When Adobe revealed the new way to set ISO-dependent defaults, I wasn’t expecting a slick UI for a task that people might only perform once or twice, if at all. I was quite surprised that they expected users to resort to text editors, as I thought that Adobe would at least convert the user’s existing settings, but I did feel glad that they didn’t go the other way and provide an over-engineered solution. As with the move to profiles, Adobe seem to have wanted to get this done quickly and for all Adobe Camera Raw-based apps at once, whatever the rough edges.
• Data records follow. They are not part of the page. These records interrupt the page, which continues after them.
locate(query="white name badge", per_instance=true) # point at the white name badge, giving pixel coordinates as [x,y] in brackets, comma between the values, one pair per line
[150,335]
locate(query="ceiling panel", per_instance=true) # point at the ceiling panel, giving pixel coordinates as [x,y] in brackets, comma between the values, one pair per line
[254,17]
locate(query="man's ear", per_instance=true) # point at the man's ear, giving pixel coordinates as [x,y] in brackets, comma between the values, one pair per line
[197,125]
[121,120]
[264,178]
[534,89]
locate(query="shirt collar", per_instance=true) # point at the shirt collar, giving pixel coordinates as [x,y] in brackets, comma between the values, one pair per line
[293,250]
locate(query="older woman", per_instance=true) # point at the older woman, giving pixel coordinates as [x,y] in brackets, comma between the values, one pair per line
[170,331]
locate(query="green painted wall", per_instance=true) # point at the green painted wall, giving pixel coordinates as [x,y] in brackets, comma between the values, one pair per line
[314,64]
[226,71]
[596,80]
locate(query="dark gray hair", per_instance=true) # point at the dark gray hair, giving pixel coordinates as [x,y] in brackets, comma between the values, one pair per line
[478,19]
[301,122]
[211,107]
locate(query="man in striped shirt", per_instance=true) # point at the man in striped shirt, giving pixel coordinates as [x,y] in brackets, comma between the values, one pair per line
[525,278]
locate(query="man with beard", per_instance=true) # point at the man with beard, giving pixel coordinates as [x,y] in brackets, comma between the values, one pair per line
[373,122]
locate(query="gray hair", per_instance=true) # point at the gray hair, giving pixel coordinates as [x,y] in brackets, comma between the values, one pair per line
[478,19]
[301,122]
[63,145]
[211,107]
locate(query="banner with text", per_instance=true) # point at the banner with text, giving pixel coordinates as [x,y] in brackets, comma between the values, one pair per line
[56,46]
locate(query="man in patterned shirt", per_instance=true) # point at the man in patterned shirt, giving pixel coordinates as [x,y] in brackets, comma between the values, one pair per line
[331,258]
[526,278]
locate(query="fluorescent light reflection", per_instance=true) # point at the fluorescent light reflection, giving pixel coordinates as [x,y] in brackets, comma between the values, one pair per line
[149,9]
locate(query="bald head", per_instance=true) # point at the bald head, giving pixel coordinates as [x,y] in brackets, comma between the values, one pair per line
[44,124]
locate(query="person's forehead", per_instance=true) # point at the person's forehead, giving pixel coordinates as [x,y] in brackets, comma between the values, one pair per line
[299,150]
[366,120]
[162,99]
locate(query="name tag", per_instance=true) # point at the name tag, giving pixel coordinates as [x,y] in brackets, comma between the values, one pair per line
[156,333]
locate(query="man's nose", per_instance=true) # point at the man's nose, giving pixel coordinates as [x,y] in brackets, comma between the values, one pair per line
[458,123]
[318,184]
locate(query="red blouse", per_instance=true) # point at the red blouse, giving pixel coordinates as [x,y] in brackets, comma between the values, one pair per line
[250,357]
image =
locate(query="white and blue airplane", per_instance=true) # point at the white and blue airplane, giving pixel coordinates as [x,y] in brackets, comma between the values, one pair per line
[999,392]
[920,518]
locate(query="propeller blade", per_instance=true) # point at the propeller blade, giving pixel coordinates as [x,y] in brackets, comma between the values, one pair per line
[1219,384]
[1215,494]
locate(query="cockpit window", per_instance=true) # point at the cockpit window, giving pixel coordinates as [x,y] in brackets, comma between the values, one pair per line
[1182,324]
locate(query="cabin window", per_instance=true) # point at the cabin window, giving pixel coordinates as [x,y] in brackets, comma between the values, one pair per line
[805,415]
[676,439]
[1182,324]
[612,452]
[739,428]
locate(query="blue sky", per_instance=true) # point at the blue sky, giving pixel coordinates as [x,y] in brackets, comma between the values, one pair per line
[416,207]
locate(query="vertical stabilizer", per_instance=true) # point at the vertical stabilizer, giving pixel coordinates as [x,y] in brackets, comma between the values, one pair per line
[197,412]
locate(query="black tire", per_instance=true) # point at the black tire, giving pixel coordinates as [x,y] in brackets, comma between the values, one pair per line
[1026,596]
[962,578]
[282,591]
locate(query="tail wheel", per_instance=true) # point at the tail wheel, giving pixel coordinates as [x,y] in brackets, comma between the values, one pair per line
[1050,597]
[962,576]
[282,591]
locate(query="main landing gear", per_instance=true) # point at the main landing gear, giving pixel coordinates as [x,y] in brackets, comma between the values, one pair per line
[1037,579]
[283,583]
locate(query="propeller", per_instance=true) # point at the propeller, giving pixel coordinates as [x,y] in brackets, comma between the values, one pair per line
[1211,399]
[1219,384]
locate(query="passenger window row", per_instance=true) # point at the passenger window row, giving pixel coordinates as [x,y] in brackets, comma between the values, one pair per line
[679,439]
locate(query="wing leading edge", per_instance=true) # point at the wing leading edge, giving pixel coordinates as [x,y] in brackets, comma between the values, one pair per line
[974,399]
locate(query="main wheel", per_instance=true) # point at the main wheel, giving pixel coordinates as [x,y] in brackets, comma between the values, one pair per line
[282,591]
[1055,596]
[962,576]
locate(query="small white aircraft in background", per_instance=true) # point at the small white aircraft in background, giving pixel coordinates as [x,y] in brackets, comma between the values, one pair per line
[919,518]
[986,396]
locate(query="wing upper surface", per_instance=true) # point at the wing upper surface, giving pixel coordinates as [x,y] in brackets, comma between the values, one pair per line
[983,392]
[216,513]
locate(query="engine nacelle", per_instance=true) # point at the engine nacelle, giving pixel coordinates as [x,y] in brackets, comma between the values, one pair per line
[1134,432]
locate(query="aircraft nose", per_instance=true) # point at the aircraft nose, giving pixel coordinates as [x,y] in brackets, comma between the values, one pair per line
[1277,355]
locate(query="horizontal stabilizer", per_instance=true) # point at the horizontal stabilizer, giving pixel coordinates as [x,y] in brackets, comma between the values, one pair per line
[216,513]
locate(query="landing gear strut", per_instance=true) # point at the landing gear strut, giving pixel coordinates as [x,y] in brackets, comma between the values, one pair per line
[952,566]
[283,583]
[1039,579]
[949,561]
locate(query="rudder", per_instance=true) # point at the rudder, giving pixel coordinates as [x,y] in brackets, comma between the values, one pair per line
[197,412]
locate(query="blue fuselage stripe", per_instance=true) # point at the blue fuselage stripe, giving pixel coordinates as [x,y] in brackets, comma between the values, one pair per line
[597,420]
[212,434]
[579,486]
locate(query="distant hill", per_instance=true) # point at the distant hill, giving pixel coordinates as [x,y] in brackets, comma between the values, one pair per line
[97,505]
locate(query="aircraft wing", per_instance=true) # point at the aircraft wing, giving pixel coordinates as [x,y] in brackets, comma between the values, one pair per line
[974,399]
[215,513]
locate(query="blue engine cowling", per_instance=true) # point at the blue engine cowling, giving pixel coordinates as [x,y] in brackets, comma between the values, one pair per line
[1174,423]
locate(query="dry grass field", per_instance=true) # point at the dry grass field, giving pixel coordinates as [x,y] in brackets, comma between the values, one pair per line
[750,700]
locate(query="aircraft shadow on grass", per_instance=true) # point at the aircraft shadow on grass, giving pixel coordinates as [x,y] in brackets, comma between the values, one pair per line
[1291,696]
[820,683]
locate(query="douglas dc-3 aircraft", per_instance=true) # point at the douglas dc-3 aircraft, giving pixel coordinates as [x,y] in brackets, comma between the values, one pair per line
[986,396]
This got me thinking though. If Adobe had provided a tool, recent trends suggested it might be AI-driven or based on machine learning. After all, for Lightroom users, sharpening and noise reduction data is available and could offer a way to generate automatic defaults based on how you like to use those tools. Why not let the user select images that they edited previously and generate the xmp preset by averaging the slider values for each ISO speed?

That was effectively how I created my own new defaults. In fact I used my plugins to tabulate the sharpening and noise reduction values by ISO, then slotted the numbers into the xmp file, and I don’t know why Adobe didn’t offer more assistance to those who are disinclined to mess around like this.

You can try this little average sharpening and noise reduction script which follows up on this idea of generating the preset’s ISO lines from one’s previous editing. You select a bunch of edited photos, run the script, and it puts the ISO-dependent lines in a text file on the desktop – you slot these into the xmp preset file. Setup instructions are at the top of the file.

I see this as a curiosity, something one might do once, and not get too obsessed by the detail.